I found myself saying "I don't think that is quite right" but she knew differently. And this is only over one generation: she was of an age where she could have been my daughter. I was troubled by her understanding of Reclaim the Night.

Another thing that is imperative to bring about change for women and the community as a whole is for males to be actively campaigning to change male attitudes and behaviour.

The feminism we now have, which puts the onus on women to make demands that women have rights and expect to be treated accordingly, is not enough. Men have been given this information for decades but information about the rights of women doesn't change the male belief system and men acting as agents of this system.

Footballers have regularly had allegations of pack rape made against them with the sexual violation of women part of their bonding process. Males prostituting women is still seen as 'civilised' behaviour for men.

The 'flesh trade' is on the rise, not fall, and the sexual trafficking of women, to 'service' men is an ever expanding, global pandemic of abuse.

There was some research done by Angela Taft recently looking at 18 to 20 year old Australian women and a quarter of them said they had experienced domestic violence and half of this was with an intimate partner.

Despite feminism, male behaviour hasn't changed too much. It is interesting too that abusive male behaviour here has become more cunning, so acting violently against a women without thought, has been replaced by acting in a sneaky, premeditated way.

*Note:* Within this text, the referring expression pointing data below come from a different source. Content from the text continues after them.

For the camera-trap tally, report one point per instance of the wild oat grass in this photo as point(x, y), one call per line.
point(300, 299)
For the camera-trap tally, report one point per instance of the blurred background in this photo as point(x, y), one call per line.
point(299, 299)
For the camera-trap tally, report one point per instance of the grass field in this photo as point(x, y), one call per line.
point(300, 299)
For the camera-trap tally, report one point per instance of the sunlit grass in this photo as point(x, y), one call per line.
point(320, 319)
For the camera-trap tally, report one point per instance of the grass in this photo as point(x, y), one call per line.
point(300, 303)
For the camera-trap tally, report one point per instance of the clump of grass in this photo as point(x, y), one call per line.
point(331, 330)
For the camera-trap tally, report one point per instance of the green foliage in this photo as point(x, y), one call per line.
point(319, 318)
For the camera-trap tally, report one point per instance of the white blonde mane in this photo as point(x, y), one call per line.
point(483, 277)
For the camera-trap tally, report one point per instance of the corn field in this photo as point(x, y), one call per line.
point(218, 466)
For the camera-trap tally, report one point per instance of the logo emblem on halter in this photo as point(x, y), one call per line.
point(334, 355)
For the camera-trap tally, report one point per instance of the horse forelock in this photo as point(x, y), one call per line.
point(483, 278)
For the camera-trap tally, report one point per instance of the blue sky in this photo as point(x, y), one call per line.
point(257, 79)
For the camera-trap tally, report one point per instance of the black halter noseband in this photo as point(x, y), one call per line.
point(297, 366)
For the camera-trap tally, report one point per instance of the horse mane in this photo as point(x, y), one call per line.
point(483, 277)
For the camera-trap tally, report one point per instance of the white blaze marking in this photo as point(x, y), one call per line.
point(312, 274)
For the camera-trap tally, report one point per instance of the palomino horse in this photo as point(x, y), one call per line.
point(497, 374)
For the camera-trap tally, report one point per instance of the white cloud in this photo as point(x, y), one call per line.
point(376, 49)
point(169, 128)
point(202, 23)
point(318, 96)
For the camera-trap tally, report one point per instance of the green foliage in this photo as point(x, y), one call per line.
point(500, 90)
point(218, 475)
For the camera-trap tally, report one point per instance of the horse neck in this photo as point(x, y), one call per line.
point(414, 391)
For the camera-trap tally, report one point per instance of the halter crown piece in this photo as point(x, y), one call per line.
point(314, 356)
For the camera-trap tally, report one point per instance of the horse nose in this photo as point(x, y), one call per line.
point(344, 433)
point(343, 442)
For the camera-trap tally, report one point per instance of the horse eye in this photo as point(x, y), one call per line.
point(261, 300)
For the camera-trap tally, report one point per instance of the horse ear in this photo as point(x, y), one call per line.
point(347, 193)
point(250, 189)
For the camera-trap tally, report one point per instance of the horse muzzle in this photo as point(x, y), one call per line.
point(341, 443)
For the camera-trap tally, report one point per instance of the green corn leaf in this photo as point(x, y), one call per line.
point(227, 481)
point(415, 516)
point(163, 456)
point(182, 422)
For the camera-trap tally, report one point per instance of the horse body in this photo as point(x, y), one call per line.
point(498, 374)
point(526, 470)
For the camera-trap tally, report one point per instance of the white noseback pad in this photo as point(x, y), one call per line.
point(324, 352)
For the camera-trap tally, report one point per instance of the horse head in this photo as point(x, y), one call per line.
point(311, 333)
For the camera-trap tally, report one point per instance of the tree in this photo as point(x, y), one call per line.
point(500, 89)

There is a significant increase, for example, in men who are spiking drinks before sexually assaulting and raping women. They know this behaviour is not appropriate, but they are still doing it - in a calculated way, even worse than just acting from a knee jerk reaction.

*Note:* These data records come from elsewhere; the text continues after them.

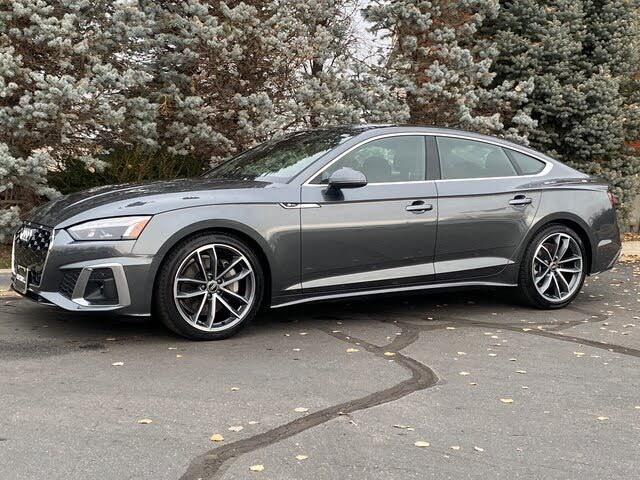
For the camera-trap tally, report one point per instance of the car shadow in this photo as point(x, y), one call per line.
point(96, 326)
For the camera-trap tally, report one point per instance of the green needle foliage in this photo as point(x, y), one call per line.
point(582, 56)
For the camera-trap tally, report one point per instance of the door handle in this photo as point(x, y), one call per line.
point(520, 200)
point(419, 207)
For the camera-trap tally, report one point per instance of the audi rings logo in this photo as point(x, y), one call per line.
point(26, 234)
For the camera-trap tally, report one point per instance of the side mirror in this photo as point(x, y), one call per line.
point(346, 178)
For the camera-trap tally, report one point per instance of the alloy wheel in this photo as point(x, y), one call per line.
point(557, 267)
point(214, 287)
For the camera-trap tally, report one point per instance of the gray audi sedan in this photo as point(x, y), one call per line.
point(317, 215)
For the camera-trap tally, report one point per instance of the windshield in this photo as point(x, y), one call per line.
point(281, 160)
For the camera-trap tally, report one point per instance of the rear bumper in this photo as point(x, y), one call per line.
point(69, 267)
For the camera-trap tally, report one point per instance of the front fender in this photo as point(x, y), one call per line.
point(275, 230)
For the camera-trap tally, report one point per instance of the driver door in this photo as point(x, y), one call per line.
point(381, 235)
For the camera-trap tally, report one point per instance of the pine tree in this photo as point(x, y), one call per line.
point(203, 78)
point(443, 67)
point(232, 74)
point(64, 91)
point(581, 55)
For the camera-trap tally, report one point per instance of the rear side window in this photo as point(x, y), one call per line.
point(527, 165)
point(461, 158)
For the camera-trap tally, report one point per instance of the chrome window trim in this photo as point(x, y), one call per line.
point(548, 165)
point(364, 142)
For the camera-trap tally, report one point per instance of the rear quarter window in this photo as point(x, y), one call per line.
point(527, 165)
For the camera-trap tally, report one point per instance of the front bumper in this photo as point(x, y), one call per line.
point(71, 265)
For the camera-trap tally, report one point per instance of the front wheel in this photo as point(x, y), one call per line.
point(553, 268)
point(210, 287)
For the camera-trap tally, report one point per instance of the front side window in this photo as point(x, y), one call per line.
point(281, 160)
point(461, 158)
point(390, 159)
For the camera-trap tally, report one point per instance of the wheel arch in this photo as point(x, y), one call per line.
point(569, 220)
point(235, 229)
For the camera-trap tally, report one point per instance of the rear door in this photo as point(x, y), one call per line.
point(486, 206)
point(379, 235)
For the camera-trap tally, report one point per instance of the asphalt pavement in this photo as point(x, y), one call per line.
point(440, 385)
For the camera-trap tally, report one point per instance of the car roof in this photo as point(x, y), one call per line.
point(380, 129)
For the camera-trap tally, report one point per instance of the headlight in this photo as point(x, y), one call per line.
point(121, 228)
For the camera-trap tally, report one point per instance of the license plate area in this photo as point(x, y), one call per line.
point(21, 280)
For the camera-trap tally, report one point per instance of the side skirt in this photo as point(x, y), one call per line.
point(364, 293)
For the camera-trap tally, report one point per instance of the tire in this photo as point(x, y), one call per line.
point(542, 268)
point(189, 287)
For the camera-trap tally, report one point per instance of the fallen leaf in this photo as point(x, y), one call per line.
point(404, 427)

The Australian Institute of Criminology 's recent study found 60% of spiking related sexual assaults happened in the home by someone known. It has to take males actually out there, on their soap box, (as feminists did in the seventies) demanding that males change their behaviour, if women's circumstances are to change.

Then you have ridiculous comments like those from John Howard, the prime minister, and Mark Latham, stating we need more male teachers in schools because boys aren't getting the male message. They need male role models.

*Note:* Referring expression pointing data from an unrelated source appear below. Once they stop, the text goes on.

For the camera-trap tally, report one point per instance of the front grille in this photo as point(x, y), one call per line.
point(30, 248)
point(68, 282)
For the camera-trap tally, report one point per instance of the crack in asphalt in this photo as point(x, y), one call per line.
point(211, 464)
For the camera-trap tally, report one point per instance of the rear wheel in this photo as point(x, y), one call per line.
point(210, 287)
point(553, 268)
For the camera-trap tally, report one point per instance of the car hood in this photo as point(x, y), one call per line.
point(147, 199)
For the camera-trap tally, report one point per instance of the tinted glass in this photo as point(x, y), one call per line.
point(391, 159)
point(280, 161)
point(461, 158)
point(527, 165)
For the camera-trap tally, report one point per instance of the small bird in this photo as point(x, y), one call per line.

In a football team, where could you find more males being supportive or bonding, providing more male role models in the one spot than anywhere else? And what behaviour do they encourage? - violence against women and misogyny.

It doesn't work that having 'x' more males in a male's life means that a boy is automatically going to become a better human being.

Going back to RAWA, they have been running their schools with an innovative education policy of tolerance and respect for everybody with much success. Boys who have been coming through their schools have been educated to have a different understanding of gender relations with a much more respectful attitude towards women and girls than those who have been reared in the misogynist and fundamentalist madrases of the Taliban, training orphaned boys.

It is not what gender does the educating that matters. With RAWA it is the implementation of a different system of education which has changed their boys' outlook for the better, and this translates into a better future for the whole community.

We need RAWA schools and RAWA's initiative, women's initiative, for everybody's benefit - males and females.